We do not sell, rent, or trade your personal information to third parties for their own marketing purposes.

5. Data Retention

We retain your personal information for as long as your account is active or as needed to provide you with the Service. Specific retention periods:

  • Account data: Retained while your account is active and for 30 days after a deletion request, to allow for account recovery
  • Transaction records: Retained for a minimum of 7 years as required by tax and financial reporting laws
  • Technical logs (IP, session data): Retained for up to 90 days for security and fraud prevention purposes
  • Support correspondence: Retained for up to 2 years after resolution

6. Your Rights

Under PIPEDA and other applicable privacy laws, you have the right to:

  • Access: Request a copy of the personal information we hold about you
  • Correction: Request correction of inaccurate or incomplete personal information
  • Deletion: Request deletion of your personal information, subject to our legal retention obligations
  • Withdraw consent: Withdraw your consent to the processing of your personal information at any time, subject to legal or contractual restrictions
  • Complaint: File a complaint with the Office of the Privacy Commissioner of Canada or your applicable data protection authority

To exercise any of these rights, contact us at [email protected]. We will respond to your request within 30 days.

7. Data Security

We implement industry-standard security measures to protect your personal information:

  • Passwords are hashed using bcrypt and are never stored in plain text
  • Sessions use secure, httpOnly cookies with appropriate expiration
  • All data transmitted between your browser and our servers is encrypted via TLS/SSL
  • Payment processing is handled entirely by Stripe (PCI-DSS Level 1 compliant)
  • Access to personal data is restricted to authorized personnel on a need-to-know basis

8. Cookies

We use essential cookies required for the operation of the Service (session management, authentication, security).
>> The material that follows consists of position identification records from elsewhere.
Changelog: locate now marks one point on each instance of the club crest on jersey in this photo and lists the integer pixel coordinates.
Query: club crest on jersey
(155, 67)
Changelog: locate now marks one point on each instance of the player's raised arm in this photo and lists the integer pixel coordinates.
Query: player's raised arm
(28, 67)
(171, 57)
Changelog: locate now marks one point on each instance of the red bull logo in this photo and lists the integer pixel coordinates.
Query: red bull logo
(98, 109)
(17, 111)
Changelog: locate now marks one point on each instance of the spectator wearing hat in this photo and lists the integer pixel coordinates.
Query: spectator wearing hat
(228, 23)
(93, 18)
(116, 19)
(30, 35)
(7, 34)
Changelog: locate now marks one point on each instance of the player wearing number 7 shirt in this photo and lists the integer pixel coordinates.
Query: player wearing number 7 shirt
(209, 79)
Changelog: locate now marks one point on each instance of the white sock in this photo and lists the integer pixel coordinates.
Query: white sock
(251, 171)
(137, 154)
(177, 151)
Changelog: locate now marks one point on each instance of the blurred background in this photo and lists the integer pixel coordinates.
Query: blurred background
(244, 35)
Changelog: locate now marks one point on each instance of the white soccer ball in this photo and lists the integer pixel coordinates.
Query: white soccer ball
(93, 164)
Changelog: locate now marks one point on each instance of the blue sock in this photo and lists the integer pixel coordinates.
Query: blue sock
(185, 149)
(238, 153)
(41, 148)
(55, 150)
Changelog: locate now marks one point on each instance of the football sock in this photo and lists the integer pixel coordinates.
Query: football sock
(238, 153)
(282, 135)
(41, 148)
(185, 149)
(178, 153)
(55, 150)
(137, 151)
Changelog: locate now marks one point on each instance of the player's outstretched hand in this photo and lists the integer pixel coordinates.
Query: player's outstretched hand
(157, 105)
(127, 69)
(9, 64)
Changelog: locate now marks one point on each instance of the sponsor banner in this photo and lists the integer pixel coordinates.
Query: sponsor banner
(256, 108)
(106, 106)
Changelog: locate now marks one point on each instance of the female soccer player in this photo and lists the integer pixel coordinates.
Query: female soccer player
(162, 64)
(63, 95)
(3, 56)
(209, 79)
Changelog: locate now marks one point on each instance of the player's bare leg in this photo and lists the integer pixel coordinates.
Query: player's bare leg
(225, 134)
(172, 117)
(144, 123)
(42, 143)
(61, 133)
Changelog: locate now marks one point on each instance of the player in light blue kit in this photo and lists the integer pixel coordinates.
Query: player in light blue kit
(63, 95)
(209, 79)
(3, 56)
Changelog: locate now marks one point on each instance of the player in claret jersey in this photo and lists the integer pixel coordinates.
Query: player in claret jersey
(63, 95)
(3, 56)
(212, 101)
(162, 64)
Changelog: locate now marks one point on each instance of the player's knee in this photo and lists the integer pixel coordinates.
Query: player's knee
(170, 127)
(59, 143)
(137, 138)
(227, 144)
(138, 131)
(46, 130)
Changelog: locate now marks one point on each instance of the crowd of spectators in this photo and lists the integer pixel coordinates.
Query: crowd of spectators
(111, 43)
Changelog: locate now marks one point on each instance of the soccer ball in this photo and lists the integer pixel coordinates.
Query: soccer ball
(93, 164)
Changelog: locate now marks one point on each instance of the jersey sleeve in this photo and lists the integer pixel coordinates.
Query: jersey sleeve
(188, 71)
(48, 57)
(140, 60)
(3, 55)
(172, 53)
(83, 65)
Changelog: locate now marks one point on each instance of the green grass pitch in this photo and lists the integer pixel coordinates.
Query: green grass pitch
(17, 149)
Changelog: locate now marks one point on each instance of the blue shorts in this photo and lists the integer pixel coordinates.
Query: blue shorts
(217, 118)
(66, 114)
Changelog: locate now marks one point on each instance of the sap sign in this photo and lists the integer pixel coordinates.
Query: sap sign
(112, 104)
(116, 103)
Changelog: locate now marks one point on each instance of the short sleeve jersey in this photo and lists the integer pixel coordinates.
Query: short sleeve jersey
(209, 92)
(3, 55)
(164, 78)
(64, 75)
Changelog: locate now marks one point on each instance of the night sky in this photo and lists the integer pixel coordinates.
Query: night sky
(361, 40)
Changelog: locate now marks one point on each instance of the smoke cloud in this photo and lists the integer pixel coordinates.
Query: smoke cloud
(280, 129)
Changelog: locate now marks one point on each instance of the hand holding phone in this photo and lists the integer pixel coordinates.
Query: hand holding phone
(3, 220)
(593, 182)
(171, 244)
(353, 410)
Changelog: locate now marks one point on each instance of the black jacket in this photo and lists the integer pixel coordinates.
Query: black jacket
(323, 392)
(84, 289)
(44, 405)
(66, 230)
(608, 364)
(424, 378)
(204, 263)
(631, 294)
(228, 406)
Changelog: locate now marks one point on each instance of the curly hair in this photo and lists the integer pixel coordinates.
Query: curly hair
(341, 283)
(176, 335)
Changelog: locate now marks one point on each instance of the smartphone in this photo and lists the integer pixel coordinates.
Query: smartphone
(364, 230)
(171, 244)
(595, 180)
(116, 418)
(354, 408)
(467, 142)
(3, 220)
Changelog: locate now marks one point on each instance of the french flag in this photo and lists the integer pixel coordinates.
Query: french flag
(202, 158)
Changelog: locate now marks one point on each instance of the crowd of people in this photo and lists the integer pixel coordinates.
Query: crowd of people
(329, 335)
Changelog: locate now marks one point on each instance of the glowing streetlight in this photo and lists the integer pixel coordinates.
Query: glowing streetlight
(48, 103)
We do not use third-party tracking or advertising cookies.

9. Children's Privacy

Vaultr is not intended for use by individuals under the age of 18. We do not knowingly collect personal information from minors. If we learn that we have collected information from a person under 18, we will promptly delete that information.

10. PIPEDA Compliance

Vaultr adheres to the ten fair information principles set out in PIPEDA:

  • Accountability: We are responsible for personal information under our control
  • Identifying purposes: We identify the purposes for which information is collected at or before the time of collection
  • Consent: We obtain meaningful consent for the collection, use, and disclosure of personal information
  • Limiting collection: We collect only the information necessary for the identified purposes
  • Limiting use, disclosure, and retention: Personal information is used only for the purposes for which it was collected and is retained only as long as necessary
  • Accuracy: We keep personal information as accurate, complete, and up-to-date as necessary
  • Safeguards: We protect personal information with appropriate security measures
  • Openness: We make our privacy policies and practices readily available
  • Individual access: Upon request, we inform you of the existence, use, and disclosure of your personal information and provide access to it
  • Challenging compliance: You may challenge our compliance with these principles by contacting our privacy officer

11. Changes to This Policy

We may update this Privacy Policy from time to time. Material changes will be communicated via email or a prominent notice on the Service. The "Last updated" date at the top of this page indicates when the policy was last revised.

12. Contact & Privacy Officer

If you have questions or concerns about this Privacy Policy or our data practices, please contact us:

Email: [email protected]

You may also contact the Office of the Privacy Commissioner of Canada if you believe your privacy rights have been violated.